In the case of Barnett's Administrator v. Brand, 165 Ky. 616, the Supreme Court of Kentucky said: "The operation begins when the incision is made and ends when the opening has been closed in the proper way, after all the appliances necessary to a successful operation have been removed from the body . . . The removal of the sponges or pads is a part of the operation, and an operation cannot be said to be concluded until such removal takes place."
It has been argued here that the action was barred by the statute unless brought "within two years from the time when the injury was done and not afterward . . ." and that the injury was done at the time of the surgery, not the date of discovery of the presence of the sponge. Even if this is true, still the result reached by the Court is right. It must be conceded that even at the time the injury was inflicted upon Ayers it as well as its cause was not only unknown to him but was unknowable.

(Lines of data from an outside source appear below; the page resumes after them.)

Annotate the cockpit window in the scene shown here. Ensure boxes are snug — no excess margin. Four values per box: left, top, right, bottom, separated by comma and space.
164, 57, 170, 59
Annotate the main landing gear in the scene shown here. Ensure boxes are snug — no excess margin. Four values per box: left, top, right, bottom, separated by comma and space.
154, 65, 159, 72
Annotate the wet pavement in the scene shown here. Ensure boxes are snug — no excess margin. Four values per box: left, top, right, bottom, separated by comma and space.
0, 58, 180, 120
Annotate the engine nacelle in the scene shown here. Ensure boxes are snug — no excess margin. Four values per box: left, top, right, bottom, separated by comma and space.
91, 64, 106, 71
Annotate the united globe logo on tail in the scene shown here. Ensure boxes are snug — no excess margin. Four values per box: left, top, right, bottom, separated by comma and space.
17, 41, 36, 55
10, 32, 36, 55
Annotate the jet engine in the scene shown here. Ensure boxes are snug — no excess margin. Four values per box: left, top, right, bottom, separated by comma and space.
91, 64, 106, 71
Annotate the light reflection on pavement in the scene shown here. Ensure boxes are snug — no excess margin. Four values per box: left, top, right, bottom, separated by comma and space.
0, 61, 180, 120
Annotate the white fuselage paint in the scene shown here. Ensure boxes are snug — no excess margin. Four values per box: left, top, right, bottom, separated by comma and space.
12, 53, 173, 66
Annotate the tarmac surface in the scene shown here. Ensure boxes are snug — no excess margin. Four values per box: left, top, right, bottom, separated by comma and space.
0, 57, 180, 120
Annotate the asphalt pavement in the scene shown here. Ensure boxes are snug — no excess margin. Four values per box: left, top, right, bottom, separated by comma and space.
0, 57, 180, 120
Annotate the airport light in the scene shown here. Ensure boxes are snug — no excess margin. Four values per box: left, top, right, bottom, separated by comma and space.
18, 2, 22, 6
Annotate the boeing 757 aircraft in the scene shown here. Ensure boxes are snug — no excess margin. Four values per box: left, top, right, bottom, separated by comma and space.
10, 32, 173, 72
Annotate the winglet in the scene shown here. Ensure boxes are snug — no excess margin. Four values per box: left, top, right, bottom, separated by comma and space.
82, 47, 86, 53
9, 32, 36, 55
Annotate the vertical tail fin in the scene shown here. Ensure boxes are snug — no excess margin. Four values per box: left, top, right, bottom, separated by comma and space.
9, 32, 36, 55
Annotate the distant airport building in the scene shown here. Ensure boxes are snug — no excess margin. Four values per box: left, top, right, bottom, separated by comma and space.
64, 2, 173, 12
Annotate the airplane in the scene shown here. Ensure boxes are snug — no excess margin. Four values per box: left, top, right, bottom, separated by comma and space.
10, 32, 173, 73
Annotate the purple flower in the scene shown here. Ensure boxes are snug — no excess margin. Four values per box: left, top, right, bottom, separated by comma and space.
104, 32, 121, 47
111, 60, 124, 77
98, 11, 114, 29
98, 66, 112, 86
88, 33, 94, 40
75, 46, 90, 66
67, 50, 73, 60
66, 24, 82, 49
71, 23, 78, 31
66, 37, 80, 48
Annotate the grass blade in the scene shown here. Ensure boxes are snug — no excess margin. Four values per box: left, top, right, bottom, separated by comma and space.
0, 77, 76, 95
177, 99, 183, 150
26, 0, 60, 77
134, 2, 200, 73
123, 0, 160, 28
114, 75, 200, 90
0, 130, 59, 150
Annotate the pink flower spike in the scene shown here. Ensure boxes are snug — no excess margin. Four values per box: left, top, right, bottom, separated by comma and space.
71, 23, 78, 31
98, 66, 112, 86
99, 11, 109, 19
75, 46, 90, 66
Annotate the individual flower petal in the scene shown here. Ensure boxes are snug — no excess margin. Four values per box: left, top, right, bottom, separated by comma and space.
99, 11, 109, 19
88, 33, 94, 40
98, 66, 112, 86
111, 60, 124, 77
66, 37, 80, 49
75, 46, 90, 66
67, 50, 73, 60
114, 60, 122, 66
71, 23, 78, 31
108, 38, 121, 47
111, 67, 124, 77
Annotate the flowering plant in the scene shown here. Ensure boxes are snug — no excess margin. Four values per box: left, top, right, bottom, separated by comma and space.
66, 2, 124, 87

Article I, Section 11, of our Constitution, provides as follows: "All courts shall be open; and every man for an injury done him in his lands, goods, person or reputation shall have remedy by due course of law . . ."
Although courts will not inquire into the wisdom of a statute, nevertheless, they do have power to declare a statute unconstitutional as applied to a given case, or, alternatively, to interpret the statute so as to include an essential requirement which would make its application constitutional. I believe this case requires us to adopt this alternative course.